Re the miners strike, many commentators believe that the underlying agenda was not predominantly an economic one but a political one - to emasculate the unions by making an example of the NUM. Archive material reveals that, far from Mrs Thatcher's statements that the government could not involve itself in the dispute but must leave it to the NUM and NCB to fight it out between themselves, she was pulling the strings behind the scene.
Mrs Thatcher hated the unions.
As the Guardian reported in 2014:
"Reports of Thatcher’s infamous “enemy within” speech, delivered in private to the Conservative backbench 1922 committee the previous July, provoked widespread outrage, because she had appeared to say Britain’s mining communities were as dangerous an enemy as the Argentinian dictator General Galtieri had been over the Falklands.
Her own handwritten notes for that speech , released for the first time by the Margaret Thatcher Foundation on Friday, confirm her intentions
Now the draft transcripts of the discarded conference speech reveal that, far from regretting using the phrase “enemy within”, which she had only used previously used in private, the Tory prime minister was quite prepared, in the middle of the bitter 1984-85 miners’ strike, to repeat it publicly – and widen it to include nearly the whole of the Labour movement."
History shows that Scargill was right - her aim was to close the mines, and not solely for economic reasons.

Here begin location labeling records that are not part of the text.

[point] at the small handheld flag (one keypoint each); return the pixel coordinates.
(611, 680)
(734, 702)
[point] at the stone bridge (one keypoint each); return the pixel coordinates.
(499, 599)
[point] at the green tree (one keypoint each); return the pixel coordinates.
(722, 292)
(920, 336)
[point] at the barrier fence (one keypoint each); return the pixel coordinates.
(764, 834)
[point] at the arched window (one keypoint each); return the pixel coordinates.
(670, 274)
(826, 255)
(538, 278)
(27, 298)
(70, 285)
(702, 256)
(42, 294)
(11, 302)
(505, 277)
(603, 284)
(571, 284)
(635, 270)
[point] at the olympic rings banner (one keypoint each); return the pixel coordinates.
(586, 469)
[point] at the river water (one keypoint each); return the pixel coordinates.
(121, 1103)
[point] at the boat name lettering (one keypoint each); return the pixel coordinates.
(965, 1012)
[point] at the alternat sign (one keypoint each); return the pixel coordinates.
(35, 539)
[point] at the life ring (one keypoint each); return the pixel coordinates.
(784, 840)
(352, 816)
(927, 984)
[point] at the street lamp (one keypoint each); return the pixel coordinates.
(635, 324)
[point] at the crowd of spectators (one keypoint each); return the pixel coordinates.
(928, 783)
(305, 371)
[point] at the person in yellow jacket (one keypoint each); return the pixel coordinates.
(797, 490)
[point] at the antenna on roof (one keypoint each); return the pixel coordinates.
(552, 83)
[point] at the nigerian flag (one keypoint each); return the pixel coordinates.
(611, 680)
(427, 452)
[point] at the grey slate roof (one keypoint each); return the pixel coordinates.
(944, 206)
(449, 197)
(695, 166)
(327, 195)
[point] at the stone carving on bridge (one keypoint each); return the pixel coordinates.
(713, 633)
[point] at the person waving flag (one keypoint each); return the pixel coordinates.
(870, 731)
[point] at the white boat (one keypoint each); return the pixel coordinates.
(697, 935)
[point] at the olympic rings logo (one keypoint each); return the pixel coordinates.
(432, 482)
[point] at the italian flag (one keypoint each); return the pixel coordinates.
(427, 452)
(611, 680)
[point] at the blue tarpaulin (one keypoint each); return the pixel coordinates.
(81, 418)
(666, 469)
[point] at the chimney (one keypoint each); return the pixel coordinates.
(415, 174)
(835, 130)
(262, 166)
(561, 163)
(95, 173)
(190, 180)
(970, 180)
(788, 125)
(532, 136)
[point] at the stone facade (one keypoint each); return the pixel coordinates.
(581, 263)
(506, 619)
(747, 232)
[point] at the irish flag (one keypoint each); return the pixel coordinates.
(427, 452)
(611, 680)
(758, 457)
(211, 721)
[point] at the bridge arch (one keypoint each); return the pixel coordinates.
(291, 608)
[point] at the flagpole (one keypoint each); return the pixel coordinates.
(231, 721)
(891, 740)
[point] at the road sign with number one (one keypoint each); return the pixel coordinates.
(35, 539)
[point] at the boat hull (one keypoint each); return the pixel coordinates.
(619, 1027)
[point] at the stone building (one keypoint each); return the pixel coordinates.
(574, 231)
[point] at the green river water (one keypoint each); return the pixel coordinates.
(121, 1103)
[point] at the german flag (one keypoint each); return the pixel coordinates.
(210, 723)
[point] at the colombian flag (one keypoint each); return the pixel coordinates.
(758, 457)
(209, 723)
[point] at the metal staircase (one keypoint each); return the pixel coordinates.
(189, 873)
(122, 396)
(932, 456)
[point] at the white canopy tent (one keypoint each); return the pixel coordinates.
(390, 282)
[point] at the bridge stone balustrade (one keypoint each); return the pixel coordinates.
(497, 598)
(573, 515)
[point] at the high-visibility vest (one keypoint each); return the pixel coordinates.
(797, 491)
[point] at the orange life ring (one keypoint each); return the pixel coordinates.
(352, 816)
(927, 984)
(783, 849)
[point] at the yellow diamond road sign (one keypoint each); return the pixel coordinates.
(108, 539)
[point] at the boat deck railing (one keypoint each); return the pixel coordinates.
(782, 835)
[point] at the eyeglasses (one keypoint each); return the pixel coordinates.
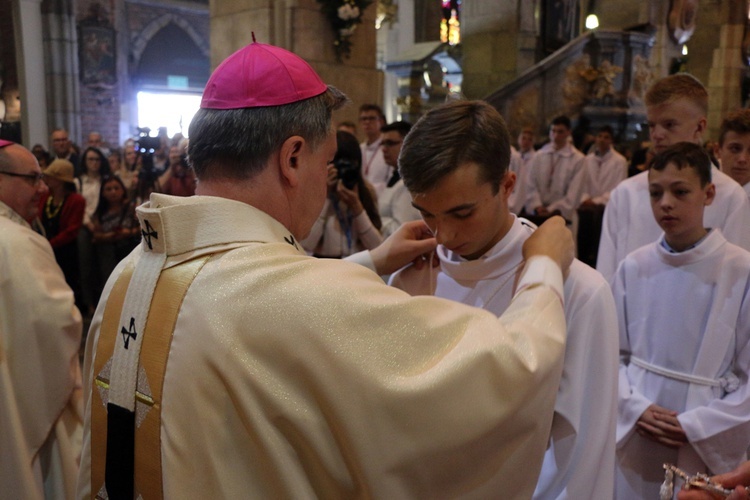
(35, 178)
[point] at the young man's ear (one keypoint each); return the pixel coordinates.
(710, 191)
(702, 124)
(508, 183)
(289, 159)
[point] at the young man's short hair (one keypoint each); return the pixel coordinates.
(607, 129)
(679, 86)
(737, 121)
(685, 155)
(373, 107)
(402, 128)
(450, 136)
(562, 120)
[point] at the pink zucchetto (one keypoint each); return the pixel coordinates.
(261, 75)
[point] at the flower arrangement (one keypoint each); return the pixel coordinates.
(344, 16)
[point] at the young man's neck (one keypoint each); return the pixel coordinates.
(681, 246)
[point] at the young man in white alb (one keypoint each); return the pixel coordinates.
(461, 187)
(553, 185)
(683, 304)
(374, 168)
(604, 169)
(676, 108)
(733, 150)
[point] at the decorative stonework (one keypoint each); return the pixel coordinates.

I never understood why Scargill did not hold a ballot because it would undoubtedly have shown support for a strike and in not doing so it allowed the right wing to claim that the strike was not legitimate.
The right wing always talks of unions "holding the country to ransom" but are noticeably silent when companies which, if asked to pay proper wages to, and provide proper working conditions for, their employees, threaten that they will leave the country and re-locate their businesses in parts of the world where employees have no choice but to be compliant.